My first car was a silver Rover Metro 1.3S made in 1981 with a four speed manual transmission and Pirelli P4 low profile racing tires, the license plate was something like SPV 918 W.  Dad bought it in 1992 and we cleaned it up, repaired it, and I drove it to Northgate Sixth Form a few times a week.  Before I could ever drive it, I had to know how to take care of it.  I took each wheel off, picked the stones out with a screwdriver, and put them back with Dad standing by, watching.  The car drank oil, so we checked the level weekly and topped it up, along with checking the brake fluid level and coolant.  I had to know where to find them all.  He also showed me what it's like to drive a car with a failing clutch plate, how to drive in thick fog on a country lane in the dark with no streetlights, how to take the hairpin turns and steep slopes of Foxhall Hill at 50mph, how to bump start the car with a slight hill after I'd left the headlights on and drained the battery.

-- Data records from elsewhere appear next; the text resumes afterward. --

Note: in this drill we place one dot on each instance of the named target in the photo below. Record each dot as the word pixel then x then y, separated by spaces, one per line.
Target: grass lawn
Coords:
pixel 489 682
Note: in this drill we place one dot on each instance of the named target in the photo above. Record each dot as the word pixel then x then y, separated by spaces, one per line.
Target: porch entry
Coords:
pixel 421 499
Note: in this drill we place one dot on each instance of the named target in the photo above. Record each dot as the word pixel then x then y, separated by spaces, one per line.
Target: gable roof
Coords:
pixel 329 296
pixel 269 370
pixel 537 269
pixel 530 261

My current car is a green Ford Escort SE made in 1998 with a five speed manual transmission.   We bought it from England just before we moved to the US, and picked it up from the Ford garage near our apartment in June 1998. All but the first 13 miles on the clock are ours.  The "check coolant" light came on a couple of weeks ago.  Not all the time, it would come and go.  Saturday while Hubby was finishing his sermon for the old folks home I took his car and picked up the coolant.  I burned my fingers opening the bonnet because my car was stood on the driveway in the sun all morning.  The coolant reservoir was right where I'd left it last time I checked, and well below the fill line.  Dad's trick of using a plastic funnel made sure the coolant got where it needed to go rather than on my feet and all over the engine.  Filled up the screen wash for good measure and took it out for a drive.  No warning lights, car running smoothly.  Thanks Dad.